Seqanswers Leaderboard Ad

**bioinfosm** · 04-20-2009, 08:00 AM

I think that velvet works best with some sort of depth of coverage. Did you try using fewer of the 72bp reads to assemble contigs. If using half the 72bp reads gives you the expected number of contigs, then the issue is not long reads, but too much sequence causing very high depth of coverage

**Melissa** · 04-21-2009, 05:50 PM

In mchaisson's paper, mate-pairs significantly improve assembly but read length doesn't until it reaches a certain read length barrier (35nt for E.coli and 60nt for S.cerevisiae)

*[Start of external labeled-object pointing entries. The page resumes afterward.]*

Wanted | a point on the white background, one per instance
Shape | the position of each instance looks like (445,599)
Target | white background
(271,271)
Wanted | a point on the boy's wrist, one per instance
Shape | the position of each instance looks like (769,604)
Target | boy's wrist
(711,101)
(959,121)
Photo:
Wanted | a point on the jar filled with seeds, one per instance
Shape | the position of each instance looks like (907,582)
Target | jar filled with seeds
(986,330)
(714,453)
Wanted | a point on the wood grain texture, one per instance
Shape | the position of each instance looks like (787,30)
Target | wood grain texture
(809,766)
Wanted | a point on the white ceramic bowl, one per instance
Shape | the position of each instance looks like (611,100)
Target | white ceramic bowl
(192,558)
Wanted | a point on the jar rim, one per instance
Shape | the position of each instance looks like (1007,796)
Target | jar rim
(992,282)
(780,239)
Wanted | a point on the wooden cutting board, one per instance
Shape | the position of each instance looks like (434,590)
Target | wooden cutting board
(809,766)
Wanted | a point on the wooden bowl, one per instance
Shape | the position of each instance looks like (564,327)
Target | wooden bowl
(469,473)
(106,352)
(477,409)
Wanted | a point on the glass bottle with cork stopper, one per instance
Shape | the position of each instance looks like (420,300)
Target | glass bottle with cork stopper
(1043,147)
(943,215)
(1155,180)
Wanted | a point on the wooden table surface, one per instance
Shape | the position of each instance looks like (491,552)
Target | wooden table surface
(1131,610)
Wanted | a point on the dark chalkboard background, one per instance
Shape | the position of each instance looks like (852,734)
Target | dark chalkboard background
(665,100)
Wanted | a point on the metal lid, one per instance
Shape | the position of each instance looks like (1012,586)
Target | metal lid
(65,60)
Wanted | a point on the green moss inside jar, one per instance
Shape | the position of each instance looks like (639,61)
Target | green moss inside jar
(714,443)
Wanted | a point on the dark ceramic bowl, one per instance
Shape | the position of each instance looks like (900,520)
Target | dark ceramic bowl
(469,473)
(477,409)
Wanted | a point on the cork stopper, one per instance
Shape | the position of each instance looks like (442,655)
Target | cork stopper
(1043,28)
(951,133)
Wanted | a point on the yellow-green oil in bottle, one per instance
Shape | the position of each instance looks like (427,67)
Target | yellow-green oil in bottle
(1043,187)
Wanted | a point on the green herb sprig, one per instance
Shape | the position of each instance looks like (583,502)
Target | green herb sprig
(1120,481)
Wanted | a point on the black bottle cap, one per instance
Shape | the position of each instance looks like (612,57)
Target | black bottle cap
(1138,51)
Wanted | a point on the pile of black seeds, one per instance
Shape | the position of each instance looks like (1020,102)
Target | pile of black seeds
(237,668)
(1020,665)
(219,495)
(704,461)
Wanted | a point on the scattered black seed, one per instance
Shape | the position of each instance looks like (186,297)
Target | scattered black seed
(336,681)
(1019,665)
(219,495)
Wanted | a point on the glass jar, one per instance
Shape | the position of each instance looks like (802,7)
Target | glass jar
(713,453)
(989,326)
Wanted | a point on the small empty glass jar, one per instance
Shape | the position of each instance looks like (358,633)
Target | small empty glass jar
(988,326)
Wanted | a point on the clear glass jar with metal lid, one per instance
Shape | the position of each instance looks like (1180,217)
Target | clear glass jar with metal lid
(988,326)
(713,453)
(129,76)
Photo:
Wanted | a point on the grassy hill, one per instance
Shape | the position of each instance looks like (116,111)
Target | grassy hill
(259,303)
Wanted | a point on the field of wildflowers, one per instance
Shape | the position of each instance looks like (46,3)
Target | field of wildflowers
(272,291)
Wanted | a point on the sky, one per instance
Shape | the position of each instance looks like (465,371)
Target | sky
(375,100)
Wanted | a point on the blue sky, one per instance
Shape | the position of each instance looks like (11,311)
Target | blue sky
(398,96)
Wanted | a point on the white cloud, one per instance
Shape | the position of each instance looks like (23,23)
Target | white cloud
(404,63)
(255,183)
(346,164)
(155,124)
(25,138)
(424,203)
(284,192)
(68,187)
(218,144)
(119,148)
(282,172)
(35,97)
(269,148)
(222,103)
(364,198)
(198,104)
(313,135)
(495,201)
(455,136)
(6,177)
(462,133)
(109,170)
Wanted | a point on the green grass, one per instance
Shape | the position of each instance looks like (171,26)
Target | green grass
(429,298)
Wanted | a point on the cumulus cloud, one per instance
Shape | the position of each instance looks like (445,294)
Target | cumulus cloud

Low coverage might be a problem. Longer reads result in lower coverage in certain regions. My guess is that velvet will try to give the most N50 contigs and will not map these reads to those poorly covered regions. Therefore, you get fragmented assembly.

Correct me if I'm wrong
Melissa

**Peter Bjarke Olsen** · 04-29-2009, 07:21 AM

Thanks for the answers. I think you are on to something bioinfosm. I have reduced the raw data with 36% with the fastx-toolkit and get a more reasoable amount of contigs with the expected genome size. I still find it strange that I can get the same (good) result by splitting the reads in to 36 bp fragments.

**jnfass** · 05-11-2009, 11:31 AM

I find that pretty strange too, Peter. Forgive me, but are you absolutely sure that what you have aren't paired 36bp reads? That would explain why leaving them together mucks up your assembly. Is it possible that your source did paired end reads and didn't pass that on to you?

Another way to look at that would be to plot the average base quality versus cycle. If they're actually paired, then the most likely way you've received them would be that each "read" is actually cycles 1-72, but 1-36 are the forward read (5' to 3') and 37-72 are the reverse read (5' to 3'). So if you plot the qualities, or base content (fraction A, T, C, or G), you should see a certain pattern going from 1-36, then repeated from 37-72 ... e.g. mean quality decreasing until 36, then jumping back up before decreasing with the same curve from 37 to 72.

Sorry if I've run with an impossible theory here, but if I didn't know any better, it's something I'd suspect. (Except for the fact that ~1/3 of your "paired" reads actually result in a decent assembly ... that would seem to shoot my theory down) ...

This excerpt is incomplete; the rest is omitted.